The price of oil recently reached four-year highs. Will this be a short-lived shock or a long-term issue?
Figure 1: The Brent crude oil price was volatile in early March (dollars)
Past performance is not a reliable indicator of future returns.
Source: Bloomberg, Aviva Investors. Data as of March 13, 2026.
On March 8, 2026, the oil price jumped to over $100 per barrel of Brent crude, its highest level in four years (see Figure 1). It even neared $120, a level last seen in 2022, during the Russia-Ukraine conflict.1 That was another war‑driven supply shock that pushed inflation higher and ended up impacting returns for both equities and bonds over the year.
The backdrop today is different. In 2022, inflation was already high and rising when Russia invaded Ukraine. Before the Iran‑related escalation this year, inflation was close to central banks’ target levels and falling.

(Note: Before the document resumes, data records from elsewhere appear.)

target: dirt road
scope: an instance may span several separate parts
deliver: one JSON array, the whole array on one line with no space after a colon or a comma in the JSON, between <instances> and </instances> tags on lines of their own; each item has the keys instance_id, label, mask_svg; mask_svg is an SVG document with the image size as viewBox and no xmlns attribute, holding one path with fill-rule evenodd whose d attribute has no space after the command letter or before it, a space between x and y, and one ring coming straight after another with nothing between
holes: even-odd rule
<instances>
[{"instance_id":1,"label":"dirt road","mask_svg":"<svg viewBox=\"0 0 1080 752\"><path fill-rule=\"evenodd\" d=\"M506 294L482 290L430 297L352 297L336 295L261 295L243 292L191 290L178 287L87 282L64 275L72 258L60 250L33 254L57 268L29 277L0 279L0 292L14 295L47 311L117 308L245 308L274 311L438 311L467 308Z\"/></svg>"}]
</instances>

But the comparison still matters: if the oil price stays high, the risk is a mix of higher inflation and weaker growth (“stagflation”). That tends to be a difficult environment for most assets.
For now, it’s still very early. News is shifting by the hour, and markets are reacting just as quickly. What will matter most is how long the conflict lasts: will it be a short‑lived shock or a sustained drag on global growth? The coming weeks will be critical in determining which way it breaks.